Kalian tau, kau tidak harus menjadi dirimu dalam dunia virtual. Kalian kini bebas menjadi individu yang kalian inginkan. Kalian pengen jadi naga seperti Tom di Second Lifenya? Silakan! Kalian ingin menjadi transgender? Silakan! God won’t be mad at you loh.. tapi kalau ingin menggunakan identitas asli? Gak masalah! Selain itu, jika kita memiliki avatar dan memainkan kehidupan virtual, itu dapat berdampak ke kesehatan baik fisik maupun mental. Tom menyebutkan bahwa ada informannya yang terkena gejala parkinsons yang perlahan dapat menggerakkan tubuhnya karena sering bermain second life. Ada juga informan Tom yang menjadi tidak fobia terhadap ketinggian semenjak ia membiasakan diri untuk keluar masuk ruangan, menatap kebawah dari ketinggian di mall dalam second life. Entah ya, menurutku apa sistem syaraf kita emang udah terhubung dengan avatar di dunia virtual?

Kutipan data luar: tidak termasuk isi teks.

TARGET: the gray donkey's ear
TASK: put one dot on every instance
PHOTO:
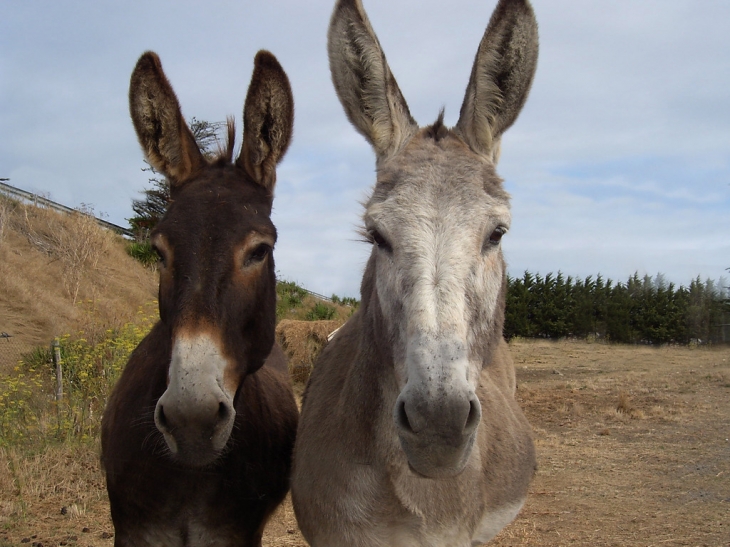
(501, 76)
(268, 120)
(363, 81)
(166, 139)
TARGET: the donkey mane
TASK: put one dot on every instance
(224, 154)
(438, 130)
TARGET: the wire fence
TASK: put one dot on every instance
(35, 199)
(11, 350)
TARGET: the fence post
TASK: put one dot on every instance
(56, 351)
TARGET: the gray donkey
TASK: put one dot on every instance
(410, 434)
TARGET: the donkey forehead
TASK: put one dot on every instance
(227, 209)
(438, 182)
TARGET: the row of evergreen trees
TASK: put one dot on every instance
(642, 310)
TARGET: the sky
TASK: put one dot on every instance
(619, 162)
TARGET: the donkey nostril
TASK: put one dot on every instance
(401, 417)
(223, 412)
(161, 419)
(474, 417)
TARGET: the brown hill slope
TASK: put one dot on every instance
(60, 274)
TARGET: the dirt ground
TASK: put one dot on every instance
(633, 450)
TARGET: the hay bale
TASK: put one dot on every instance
(302, 341)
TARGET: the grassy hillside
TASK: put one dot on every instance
(61, 274)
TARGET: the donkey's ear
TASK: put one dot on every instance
(367, 89)
(268, 119)
(166, 139)
(501, 77)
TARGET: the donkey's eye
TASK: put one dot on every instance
(495, 237)
(258, 255)
(376, 238)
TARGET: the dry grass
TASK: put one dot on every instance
(302, 341)
(48, 261)
(649, 467)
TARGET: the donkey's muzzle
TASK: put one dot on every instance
(195, 414)
(437, 433)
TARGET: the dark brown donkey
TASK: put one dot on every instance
(198, 433)
(410, 433)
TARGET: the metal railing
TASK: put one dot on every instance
(35, 199)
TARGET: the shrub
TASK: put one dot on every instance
(29, 412)
(143, 252)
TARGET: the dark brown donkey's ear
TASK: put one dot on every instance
(166, 139)
(268, 118)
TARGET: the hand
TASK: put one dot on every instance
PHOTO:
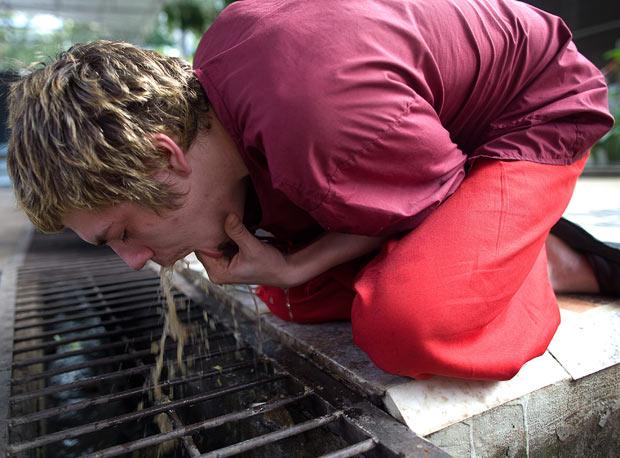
(254, 263)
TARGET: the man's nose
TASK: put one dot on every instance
(134, 257)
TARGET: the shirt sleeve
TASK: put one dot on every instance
(381, 181)
(348, 127)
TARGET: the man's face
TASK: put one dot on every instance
(211, 176)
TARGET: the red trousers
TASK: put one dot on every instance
(466, 294)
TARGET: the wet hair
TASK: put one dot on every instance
(82, 126)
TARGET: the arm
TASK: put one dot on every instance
(259, 263)
(330, 250)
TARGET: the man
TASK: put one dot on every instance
(409, 158)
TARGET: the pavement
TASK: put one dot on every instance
(14, 226)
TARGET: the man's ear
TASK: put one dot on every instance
(177, 160)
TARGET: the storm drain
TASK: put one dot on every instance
(80, 382)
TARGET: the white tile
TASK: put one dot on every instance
(430, 405)
(588, 342)
(595, 207)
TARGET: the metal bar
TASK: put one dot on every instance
(59, 271)
(85, 290)
(269, 438)
(58, 343)
(84, 316)
(120, 419)
(92, 363)
(60, 264)
(101, 303)
(78, 301)
(53, 411)
(99, 362)
(105, 377)
(207, 424)
(40, 289)
(79, 384)
(86, 327)
(188, 441)
(8, 290)
(99, 287)
(100, 348)
(352, 450)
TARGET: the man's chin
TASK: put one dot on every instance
(171, 261)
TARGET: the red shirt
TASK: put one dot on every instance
(362, 115)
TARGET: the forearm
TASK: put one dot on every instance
(330, 250)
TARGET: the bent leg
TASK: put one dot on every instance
(467, 294)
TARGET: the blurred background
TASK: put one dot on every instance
(36, 30)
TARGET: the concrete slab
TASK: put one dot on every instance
(569, 391)
(587, 342)
(427, 406)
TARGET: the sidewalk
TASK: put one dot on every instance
(13, 225)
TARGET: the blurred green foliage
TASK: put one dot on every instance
(607, 150)
(23, 45)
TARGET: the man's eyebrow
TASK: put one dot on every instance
(101, 238)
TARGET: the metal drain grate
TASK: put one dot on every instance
(83, 329)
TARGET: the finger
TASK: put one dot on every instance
(239, 234)
(215, 267)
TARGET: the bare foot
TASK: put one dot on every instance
(569, 270)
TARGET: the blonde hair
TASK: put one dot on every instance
(81, 129)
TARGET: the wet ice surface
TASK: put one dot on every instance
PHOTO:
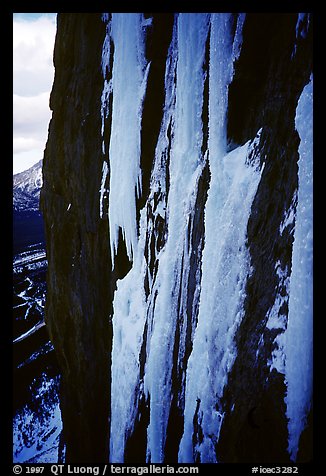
(37, 418)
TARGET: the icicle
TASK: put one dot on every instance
(129, 78)
(186, 164)
(299, 362)
(225, 268)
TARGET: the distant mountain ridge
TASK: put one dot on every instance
(28, 228)
(26, 188)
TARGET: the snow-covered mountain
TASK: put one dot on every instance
(26, 188)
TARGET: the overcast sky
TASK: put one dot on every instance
(33, 41)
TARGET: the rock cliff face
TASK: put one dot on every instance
(171, 199)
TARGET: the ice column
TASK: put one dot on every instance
(129, 79)
(225, 268)
(299, 333)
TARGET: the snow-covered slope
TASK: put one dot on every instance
(177, 204)
(26, 188)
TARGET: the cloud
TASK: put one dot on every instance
(33, 55)
(33, 41)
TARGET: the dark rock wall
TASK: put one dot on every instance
(270, 74)
(79, 295)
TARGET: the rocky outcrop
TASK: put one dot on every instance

Atau kah self fulfilling prophecy theory works out in these case? Atau alam bawah sadar kita yang tergerak? Apapun itu, penelitian psikoanalisis kayaknya bakal bisa menjelaskan fenomena ini deh (*panggil mas Firman kom08 hehe)

3. Community

Jelas! Bagi orang-orang yang ingin bisa berbagi dengan bebas apa yang ia rasakan dengan orang lain, orang dengan identitas lain, dunia virtual mungkin bisa menjadi pilihan mereka. Komunitas virtual ini bisa kita temukan dimana-mana di dunia virtual kok.

4. Economics

Yah ini juga pasti. Game-game online besar kebanyakan dimiliki oleh korporasi besar. Kalau game yang dipasarkan melejit di pasar, seperti second life atau dota, jelas korporasi mendapatkan untungnya. Bahkan, pemain game pun dapat mendapatkan uang dari permainan tersebut. Currency dalam second life itu memiliki nilai yang sama dengan nilai dollar. Kalau kau punya uang di second life dan ingin kau tukarkan dalam bentuk dollar, well.. itu bisa saja.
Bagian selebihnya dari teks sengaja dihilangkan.